Tauranga City Council’s announcement that it will go ahead with the $500,000 Pilot Bay boardwalk project is a big surprise to the long-time beachside Waka Ama Club.
The waka ama, which has been operating out of Pilot Bay for more than 20 years, will have to move when the planned boardwalk construction begins.
The waka ama operate out of Pilot Bay.
The club stores their waka in the centre of the bay near the toilet block and car park, and their safety gear in the former yacht club building.
When asked about the fate of the waka after the Projects and Monitoring Committee meeting ranger team leader Warren Aitken said the waka will be moving.
This is all news to waka committee member Mike Hickson.
“We had the council come to us last week on Tuesday and mentioned it to us and then we had a meeting on site last Thursday, and they said ‘all this is going to go’.
“They gave us a copy of their plan and said they would make provision for the waka. We said ‘what provision? – and they didn’t really know.
“They talked about down by the camp under Mauao, possibly we could move down there, but they haven’t talked to the iwi. We have yet to see a plan or a mark on the ground.”
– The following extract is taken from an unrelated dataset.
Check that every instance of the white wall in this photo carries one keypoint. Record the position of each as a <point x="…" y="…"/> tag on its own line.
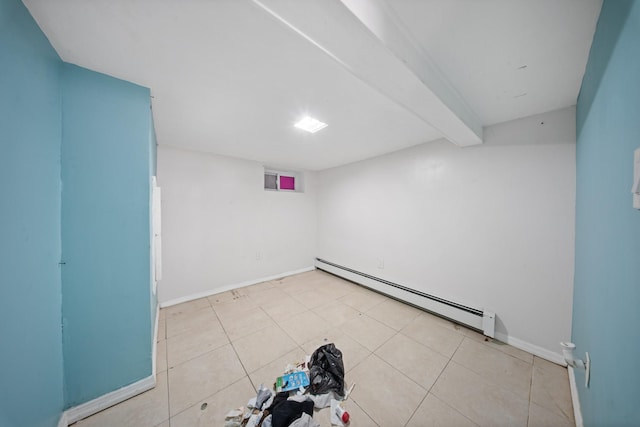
<point x="217" y="220"/>
<point x="490" y="226"/>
The club has put together a letter to council outlining its issues, for posting today.
Mike says they weren’t told about Monday’s Projects and Monitoring Committee meeting where the plan was presented for approval, nor were they invited to attend the public meeting as an affected party.
The underlying reason for the walkway is the increasing numbers of summer visitors including cruise ship passengers that walk along the bay, wearing away the grass strip.
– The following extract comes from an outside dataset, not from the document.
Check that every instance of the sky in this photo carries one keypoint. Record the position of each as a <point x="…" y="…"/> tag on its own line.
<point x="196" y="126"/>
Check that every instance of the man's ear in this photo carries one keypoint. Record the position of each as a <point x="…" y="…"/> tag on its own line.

The waka are a part of the Pilot Bay’s attractions, says Mike.
As are the stand-up paddle boarders, the kite boarders and kayakers, who also launch in the centre of the bay. The launch area is also used by surf life savers for practise.
“The waka are one of the features in the advertising brochures for the bay,” says Mike.
“A lot of the tourists, they pose for photographs beside the waka,” says Mike.
“Often they will come up and ask about it.”
Placing the waka under Mauao is going to create conflict with waka ama crossing the path of power boats using the base’s boat ramp.
“If we go down there it’s so congested there, we wold be struggling to get our waka across the road, it’s so packed,” says Mike.
Mike says the other issue is the club’s shed, which was bequeathed to them.
“The boatshed’s been there 20 plus years,” says Mike.
“That used to belong to the Mount sailing club years and years ago. From what I understand one of the sailors had some accident and the waka ama people saved the guy’s life.”
Mike says the shed houses all of the club’s safety gear and life jackets. He doesn’t believe they are permitted to build or transfer the shed to the northern end of the bay.
The other concern about the boardwalk is a water safety issue.
“A lot of people have picnics on the grass bank where they can see their children playing on the beach,” says Mike.
“The little kids are playing in water, the parents are on top of the grass bank, three steps away, not a problem.
“You put in a big wooden walkway, and the parents are now two three meters back, and because of the angle they can’t see the water because you can’t sit on the boardwalk. So you are creating a danger for little kids playing in the water.”
Park rangers team leader Warren Aitken says he met with a members of Waka Ama a couple of weeks ago to inform them they would have to move, and that the council staff would try and find a new area for them.